| HN Mirror

Y	Hacker News new \| ask \| show \| jobs

by elyase 2722 days ago

The closest alternatives in this space would be allennlp [1], the recently released pytext [2] and spacy [3]. pytext's authors wrote some comparison on the accompanying paper [4] and this GitHub issue [5].

[1] https://github.com/allenai/allennlp

[2] https://github.com/facebookresearch/pytext

[3] https://spacy.io

[4] https://arxiv.org/pdf/1812.08729.pdf

[5] https://github.com/facebookresearch/pytext/issues/110

3 comments

mkl 2722 days ago

Do you know if any of these can be used for text prediction? (I.e. guessing what the next word/token will be.)

link

yorwba 2722 days ago

Text prediction is usually called "language modeling" in NLP. Because it's useful as a weak supervision signal to improve performance on other tasks, most of the mentioned libraries support it. However, they might not always provide complete examples, instead assuming that you know how to express the model and train it using the primitives provided by the library.

Flair: https://github.com/zalandoresearch/flair/blob/master/flair/m...

Allen NLP: https://github.com/allenai/allennlp/blob/master/allennlp/dat...

PyText: https://github.com/facebookresearch/pytext/blob/master/pytex...

spaCy seems to focus on language analysis and I couldn't find an API that'd be directly usable for text generation.

link

plagtag 2721 days ago

Flair looks really promising to me!

link

be_erik 2722 days ago

Markov chains can be used to do type ahead prediction.
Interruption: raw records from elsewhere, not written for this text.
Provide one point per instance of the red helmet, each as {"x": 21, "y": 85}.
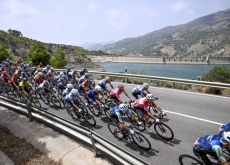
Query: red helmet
{"x": 121, "y": 87}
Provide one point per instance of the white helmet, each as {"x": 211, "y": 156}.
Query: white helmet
{"x": 107, "y": 78}
{"x": 69, "y": 86}
{"x": 40, "y": 74}
{"x": 146, "y": 85}
{"x": 226, "y": 136}
{"x": 74, "y": 92}
{"x": 98, "y": 88}
{"x": 150, "y": 97}
{"x": 124, "y": 107}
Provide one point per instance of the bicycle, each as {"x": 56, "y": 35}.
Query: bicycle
{"x": 77, "y": 115}
{"x": 131, "y": 135}
{"x": 185, "y": 159}
{"x": 49, "y": 97}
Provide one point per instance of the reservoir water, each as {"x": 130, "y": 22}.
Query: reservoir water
{"x": 184, "y": 71}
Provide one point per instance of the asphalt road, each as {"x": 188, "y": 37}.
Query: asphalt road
{"x": 190, "y": 115}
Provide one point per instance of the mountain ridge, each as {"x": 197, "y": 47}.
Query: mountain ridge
{"x": 204, "y": 36}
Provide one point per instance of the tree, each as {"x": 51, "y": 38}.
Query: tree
{"x": 3, "y": 53}
{"x": 58, "y": 60}
{"x": 38, "y": 53}
{"x": 219, "y": 74}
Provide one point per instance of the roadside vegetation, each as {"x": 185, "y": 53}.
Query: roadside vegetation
{"x": 13, "y": 45}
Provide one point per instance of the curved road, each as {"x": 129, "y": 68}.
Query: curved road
{"x": 190, "y": 115}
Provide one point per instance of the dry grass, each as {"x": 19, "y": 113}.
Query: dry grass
{"x": 21, "y": 152}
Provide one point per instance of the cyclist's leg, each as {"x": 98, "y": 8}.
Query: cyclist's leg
{"x": 202, "y": 155}
{"x": 135, "y": 95}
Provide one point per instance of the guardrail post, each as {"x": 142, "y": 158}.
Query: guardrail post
{"x": 29, "y": 110}
{"x": 93, "y": 143}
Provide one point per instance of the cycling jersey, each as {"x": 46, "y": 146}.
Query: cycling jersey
{"x": 116, "y": 92}
{"x": 138, "y": 90}
{"x": 102, "y": 83}
{"x": 38, "y": 79}
{"x": 23, "y": 84}
{"x": 210, "y": 143}
{"x": 224, "y": 127}
{"x": 14, "y": 78}
{"x": 143, "y": 103}
{"x": 117, "y": 113}
{"x": 92, "y": 95}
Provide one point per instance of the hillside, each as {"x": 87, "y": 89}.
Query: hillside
{"x": 19, "y": 46}
{"x": 202, "y": 37}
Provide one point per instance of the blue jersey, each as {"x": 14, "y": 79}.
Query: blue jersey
{"x": 92, "y": 94}
{"x": 225, "y": 127}
{"x": 102, "y": 83}
{"x": 208, "y": 141}
{"x": 70, "y": 98}
{"x": 66, "y": 91}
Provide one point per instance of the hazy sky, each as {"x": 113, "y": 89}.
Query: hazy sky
{"x": 77, "y": 22}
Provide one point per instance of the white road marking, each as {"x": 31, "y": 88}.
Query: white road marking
{"x": 192, "y": 117}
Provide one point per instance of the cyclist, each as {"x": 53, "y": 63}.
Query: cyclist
{"x": 14, "y": 79}
{"x": 116, "y": 92}
{"x": 24, "y": 86}
{"x": 224, "y": 127}
{"x": 83, "y": 71}
{"x": 84, "y": 86}
{"x": 142, "y": 108}
{"x": 116, "y": 114}
{"x": 141, "y": 90}
{"x": 43, "y": 88}
{"x": 83, "y": 78}
{"x": 212, "y": 145}
{"x": 92, "y": 97}
{"x": 71, "y": 101}
{"x": 62, "y": 82}
{"x": 68, "y": 89}
{"x": 5, "y": 76}
{"x": 102, "y": 83}
{"x": 38, "y": 78}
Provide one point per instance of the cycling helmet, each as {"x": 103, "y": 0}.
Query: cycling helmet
{"x": 124, "y": 107}
{"x": 146, "y": 85}
{"x": 69, "y": 86}
{"x": 121, "y": 87}
{"x": 150, "y": 97}
{"x": 98, "y": 88}
{"x": 86, "y": 75}
{"x": 74, "y": 92}
{"x": 225, "y": 127}
{"x": 61, "y": 73}
{"x": 226, "y": 136}
{"x": 40, "y": 74}
{"x": 107, "y": 78}
{"x": 45, "y": 82}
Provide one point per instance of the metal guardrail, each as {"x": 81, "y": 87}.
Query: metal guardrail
{"x": 75, "y": 131}
{"x": 176, "y": 80}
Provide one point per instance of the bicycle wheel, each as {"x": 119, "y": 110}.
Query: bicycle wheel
{"x": 138, "y": 124}
{"x": 115, "y": 131}
{"x": 189, "y": 160}
{"x": 45, "y": 99}
{"x": 95, "y": 111}
{"x": 163, "y": 131}
{"x": 56, "y": 103}
{"x": 88, "y": 118}
{"x": 141, "y": 141}
{"x": 70, "y": 111}
{"x": 107, "y": 113}
{"x": 35, "y": 102}
{"x": 111, "y": 105}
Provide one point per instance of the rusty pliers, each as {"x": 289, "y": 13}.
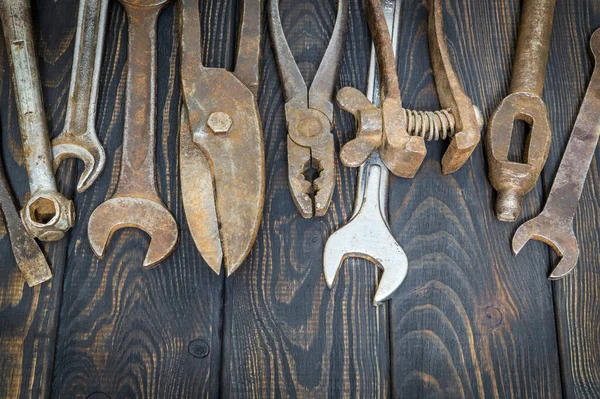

It's likely what the iOS uses for their predictive keyboard.

https://en.wikipedia.org/wiki/Markov_chain

link

mkl 2722 days ago

Yes, there are plenty of methods, and I have a couple implemented, but an off-the-shelf one from a cutting edge library would likely be better.

link

edraferi 2721 days ago

It's gonna be hard to get an "off the shelf" model for text prediction, because the upcoming text depends on the author, topic, and other context. You can probably find some decent pre-trained models to get started, but you'll need to customize them for your application to get good results.

link

mkl 2721 days ago

Right, I was thinking off-the-shelf in the sense of giving it a tokenised corpus and it does the rest, or it incorporates that into its existing model. Dictation software, phone keyboards, etc. do this.

link

starchand 2722 days ago

Which method would work best for email classification into 1 of 7 categories? Problem I've seen is 1 or 2 key sentences within the email can classify the message but they are usually outnumbered by generic sentences such as signatures, greetings, headers/footers etc

link

sachin18590 2721 days ago

These are all frameworks and while none of them have any signular advantage over other especially in the problem statement you are looking for, you should ideally be able to figure out what works best for you based on the classification sensitivity and training data you are working with. The problem in itself can be quite simple to extremely complex based on the above 2 factors. Spacy's pre-processing tools are quite easy to use and that combined with tool like talon should help you clean up the email correctly. Thereafter, if your email text is pretty much to the point, then any intent classification tool will work, however, if the email text is long and intents are spread across, then you will need a hierarchical layer to understand the intent hierarchies as well as an attention layer to understand which intents to focus and not lose track of in an email. At that time, you are quite far from using a generic plug and play framework and will need to exactly and quite thoroughly understand the deep learning models you are working with as well as the dataset you have and the classification you are trying to build.

link

starchand 2721 days ago

Thanks this is really helpful! I am using talon and sklearn as paragraph by paragraph intent classifier. I am classifying the whole email from the highest individual intent probability. This seems to be working well for my minimal test data (~200 sentences) but have yet to test in the wild. I will research hierarchical layer and attention layers.

link

wodenokoto 2722 days ago

Generally these generic sentences should be randomly distributed, and so their effect should be minimal.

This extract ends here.